Los Angeles Times Calendar
June 6, 2004

The ever-present Olsen sisters aren't the only twins in demand in Hollywood. Identical twins Lesley and Carrie Nagy found it necessary to add a page to their site ( just to accommodate all the casting calls for stereophonic siblings.

"Twins have become such a hot topic, we added casting information because casting directors contacted us looking for twins," says Carrie, who works as an actress. Twins are almost inescapable today in pop culture, Carrie says, citing Neil and Adrian Rayment from "The Matrix Reloaded" as well as Tiki and Ronde Barber, who star in the National Football League and a Visa commercial.

"For a long time, it was just the [Wrigley's] Doublemint twins, but I've seen more twins in ads than ever," she says. "I don't know why. In television and films they use kids or babies because a child can only work a number of hours. That's a big pull, and there are so many shows that need children, many parents are interested in getting their twin babies into acting."

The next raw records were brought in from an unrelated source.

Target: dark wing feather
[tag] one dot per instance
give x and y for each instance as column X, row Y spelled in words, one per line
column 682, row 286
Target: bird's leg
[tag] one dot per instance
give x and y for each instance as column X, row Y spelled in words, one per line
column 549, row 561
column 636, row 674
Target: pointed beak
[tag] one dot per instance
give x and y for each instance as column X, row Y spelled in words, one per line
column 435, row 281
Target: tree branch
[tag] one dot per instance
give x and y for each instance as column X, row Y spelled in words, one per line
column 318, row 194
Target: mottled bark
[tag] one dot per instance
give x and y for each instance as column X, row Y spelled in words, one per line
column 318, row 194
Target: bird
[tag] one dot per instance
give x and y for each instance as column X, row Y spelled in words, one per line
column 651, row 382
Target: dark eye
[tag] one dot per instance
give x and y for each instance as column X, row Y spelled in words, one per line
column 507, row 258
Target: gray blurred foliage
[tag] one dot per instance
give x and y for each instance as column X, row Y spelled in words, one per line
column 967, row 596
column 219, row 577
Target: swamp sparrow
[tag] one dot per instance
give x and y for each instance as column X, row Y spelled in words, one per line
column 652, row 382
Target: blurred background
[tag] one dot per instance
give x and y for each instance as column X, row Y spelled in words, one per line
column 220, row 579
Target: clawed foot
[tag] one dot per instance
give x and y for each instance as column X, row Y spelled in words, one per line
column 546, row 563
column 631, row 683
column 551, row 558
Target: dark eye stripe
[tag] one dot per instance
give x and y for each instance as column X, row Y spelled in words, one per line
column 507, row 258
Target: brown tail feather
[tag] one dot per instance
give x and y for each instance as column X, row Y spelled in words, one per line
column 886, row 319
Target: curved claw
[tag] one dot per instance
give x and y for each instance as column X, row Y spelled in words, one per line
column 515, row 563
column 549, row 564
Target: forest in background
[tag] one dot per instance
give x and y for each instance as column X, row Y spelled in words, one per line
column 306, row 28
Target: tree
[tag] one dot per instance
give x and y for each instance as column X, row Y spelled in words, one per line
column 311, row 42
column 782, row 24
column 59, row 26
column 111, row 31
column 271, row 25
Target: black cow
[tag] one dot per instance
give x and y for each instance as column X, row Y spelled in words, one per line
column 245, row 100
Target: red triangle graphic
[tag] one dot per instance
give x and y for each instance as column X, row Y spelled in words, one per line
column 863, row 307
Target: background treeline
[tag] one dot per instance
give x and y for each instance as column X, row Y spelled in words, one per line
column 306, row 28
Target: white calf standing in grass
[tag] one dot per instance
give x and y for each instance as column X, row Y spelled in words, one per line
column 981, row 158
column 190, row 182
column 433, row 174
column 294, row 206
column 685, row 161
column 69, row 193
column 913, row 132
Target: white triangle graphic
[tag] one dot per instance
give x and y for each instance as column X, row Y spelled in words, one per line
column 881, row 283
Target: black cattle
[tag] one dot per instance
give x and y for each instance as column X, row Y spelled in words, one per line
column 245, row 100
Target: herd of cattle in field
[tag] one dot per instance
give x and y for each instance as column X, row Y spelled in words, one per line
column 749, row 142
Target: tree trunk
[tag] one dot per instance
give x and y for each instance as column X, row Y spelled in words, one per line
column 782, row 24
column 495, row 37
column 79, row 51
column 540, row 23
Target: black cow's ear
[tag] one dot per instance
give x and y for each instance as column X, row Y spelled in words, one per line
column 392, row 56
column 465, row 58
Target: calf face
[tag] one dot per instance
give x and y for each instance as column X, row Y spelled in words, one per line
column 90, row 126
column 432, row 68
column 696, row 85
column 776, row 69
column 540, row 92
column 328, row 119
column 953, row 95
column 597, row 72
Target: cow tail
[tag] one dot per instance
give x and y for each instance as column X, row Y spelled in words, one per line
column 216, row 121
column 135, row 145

The Nagy sisters are no strangers to entertainment: They once portrayed twins in an episode of "The New Unsolved Mysteries" and Lesley, who lives in San Francisco, hosts "The Daily Mixx," an entertainment show on WB Channel 20.

Twins might be better prepared for Hollywood than most, Carrie says. "So many people are fascinated with twins that, from an early age, you are constantly put in the spotlight. They're kind of the little celebrities in their own way."

And there are practical advantages to having an identical surrogate -- being at two auditions at once, for instance, says Carrie, who impersonated Lesley several years ago on a job. "We met in the bathroom and swapped clothes. I was editing press releases. I even answered her phone calls."